Após ter deixado as crianças com os dois casais, a mãe verdadeira vem travando uma batalha para tentar reaver as meninas. De acordo com ela, um registro de ocorrência chegou a ser feito na 82ª DP (Maricá), além de ter procurado o Conselho Tutelar da cidade. Aline Canavarro também falou que na terça-feira procurou o Fórum da cidade e lá teria tido a informação que uma das filhas poderia estar em Belford Roxo.
“Me arrependo amargamente do que fiz, se entreguei minhas filhas é porque achei que elas poderiam ter uma vida melhor. Minha mãe e meu marido, na época, foram contra minha decisão”, declarou.
Polícia Civil investiga tortura a bebês
A dona da creche em São José de Imbassaí é acusada de agredir as mais de 14 crianças que ela cuidava. A creche seria clandestina e, segundo os pais, a única opção para deixar as crianças na área que não possui creche da prefeitura. As imagens foram feitas por uma filha adotiva da proprietária do estabelecimento. Porém, no segundo depoimento da menina, que possui 14 anos, ela mudou a versão dos fatos e disse que ela teria amarrado as crianças e feito as fotos em troca de atenção. Uma gravação mostraria que a menor foi convencida pela mãe a mudar o testemunho.
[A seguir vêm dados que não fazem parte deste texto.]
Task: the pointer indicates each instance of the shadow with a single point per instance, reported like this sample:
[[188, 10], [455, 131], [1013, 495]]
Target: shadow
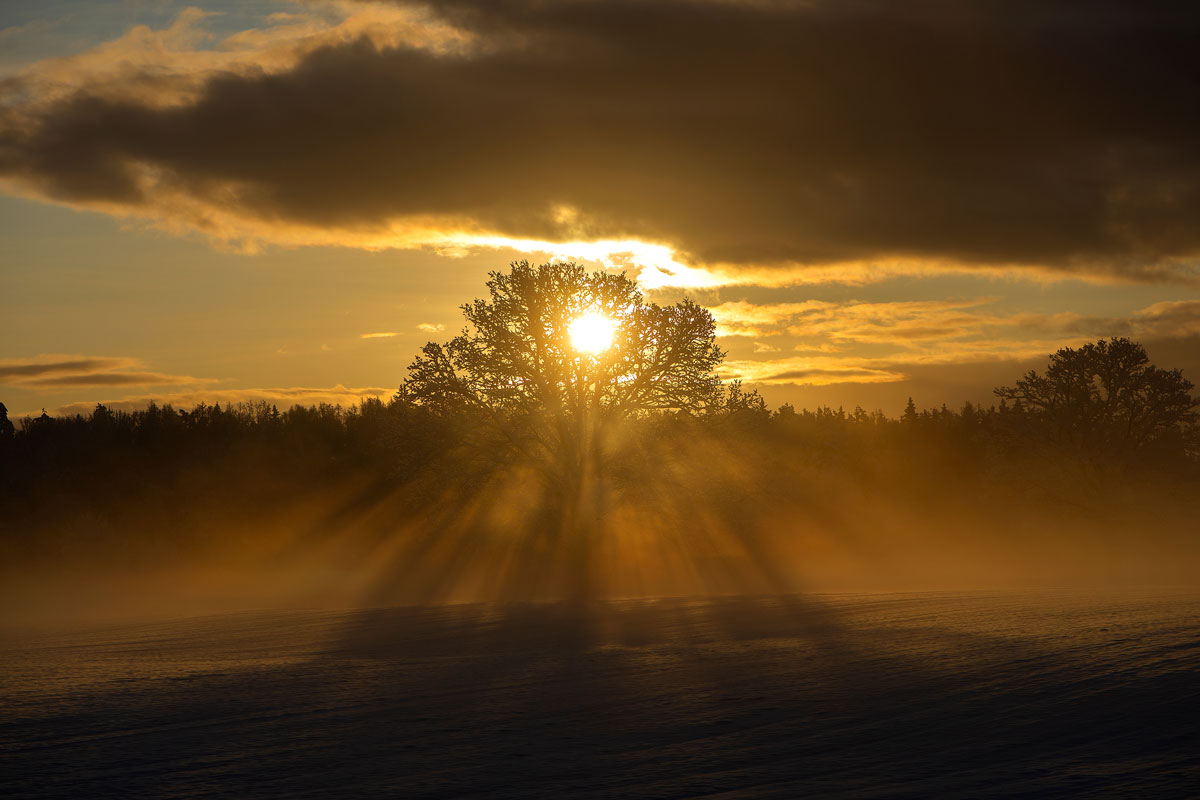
[[755, 697]]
Segundo as mães, no último dia 5 de julho elas receberam as imagens das crianças amarradas e amordaçadas e no dia seguinte foram prestar queixa na 82ª DP (Maricá). A proprietária da creche não tinha funcionários e cuidava das crianças com ajuda da filha adotiva de 14 anos. A creche funcionaria há 15 anos e a mulher cobraria entre R$ 110 e R$ 180 por criança.
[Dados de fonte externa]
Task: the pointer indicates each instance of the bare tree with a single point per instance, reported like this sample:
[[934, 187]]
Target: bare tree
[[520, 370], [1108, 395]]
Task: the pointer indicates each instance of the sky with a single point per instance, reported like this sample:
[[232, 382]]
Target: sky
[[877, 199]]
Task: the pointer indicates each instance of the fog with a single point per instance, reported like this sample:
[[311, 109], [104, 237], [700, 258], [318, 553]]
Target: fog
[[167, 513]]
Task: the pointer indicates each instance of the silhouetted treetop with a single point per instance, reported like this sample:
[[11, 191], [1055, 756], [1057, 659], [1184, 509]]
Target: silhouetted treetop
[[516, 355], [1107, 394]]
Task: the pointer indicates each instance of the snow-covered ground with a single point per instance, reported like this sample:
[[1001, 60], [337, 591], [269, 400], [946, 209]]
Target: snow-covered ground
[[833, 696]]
Conforme o delegado titular da 82ª DP (Maricá), José William de Medeiros, a dona da creche não está foragida e vai responder por exercício ilegal da profissão e maus-tratos. A tipificação de tortura será apurada no decorrer da investigação.
A menor de 14 anos será ouvida novamente para confrontar as diferentes versões dos depoimentos. As crianças passaram por exame de corpo de delito e o prazo para o resultado dos laudos é de 15 dias. O CD com a gravação em que uma mulher, supostamente a dona da creche, conversa com uma menina, que seria a menina responsável pelas fotos que mostram os maus-tratos às crianças, e tenta convencê-la a dar um depoimento favorável a seu favor, também já está em poder da polícia.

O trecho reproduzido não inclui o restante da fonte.